2025-02-07
I saw these tweets today:
if someone comes to me for help with chronic procrastination now, i don't start with emotional blocks, productivity or inner anything
— nibras ꩜ (@heynibras) December 12, 2024
i ask about sleep. if their sleep isn't solid that's where the work starts
procrastination can often be the body running on battery-saving mode
once sleep is on lock then emotional bottlenecks can be explored e.g.
— nibras ꩜ (@heynibras) February 6, 2025
any time i noticed myself procrastinating in the last days i asked myself, “what emotion am i trying to avoid feeling?”
then i spend 5mins seeing if i can bring up the feeling and explore it
after that i https://t.co/CQGmhCnTe8
and it seems crazy how I have just went through this kind of experience lately. I know February started on a bad note and it hasn't been getting any better since then. I watched a lot of shows, my mind is in shambles, I tried running away from the self that I am trying to create, and would you look at that: each day felt like a tell-tale sign that I am not good on the emotional side of things and it has been affecting my mental state. I fucked up my body clock last weekend and I haven't been able to wake up before my alarm. Honestly, it's been a while since I relied on my alarm for me to wake up in the morning. I usually wake up before it and disable it when my eyes are already wide open. Then I'm all ready to set forth with my day.

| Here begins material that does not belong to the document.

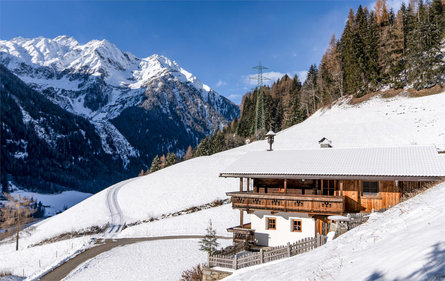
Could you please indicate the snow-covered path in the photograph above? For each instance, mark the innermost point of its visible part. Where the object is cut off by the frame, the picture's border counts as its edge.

However, I wasn't able to do that in the past few days. I consciously started to stay awake after my alarm today, which brought me to a better headspace going through today. Although there are still hiccups (napping midday and staying away from work for hours), I think I did well today in trying to recover. Then I saw that tweet earlier this morning which made a lot of sense. At least in my experience, it is not about having a good sleep for me. In the end, it's all about being able to decide to wake up.
I find it destabilizing to be woken up by an alarm. I feel like it's not my choice to wake up. That something is forcing me to do things I'm not prepared for, thus relying on a reminder that I should do it. I only apply this in waking up because I take it as a symbol of willfully opening myself to the world upon opening my eyes. Since I didn't feel okay last weekend and slept through the whole morning, my body clock snowballed away from my usual routine.
I might have been distracting myself by watching shows and avoiding coming into terms with my tendency to procrastinate. I've been going through days unprepared and not willfully committed to the future present. The path to recovery is now clear. I must only walk over it. See you on the other side.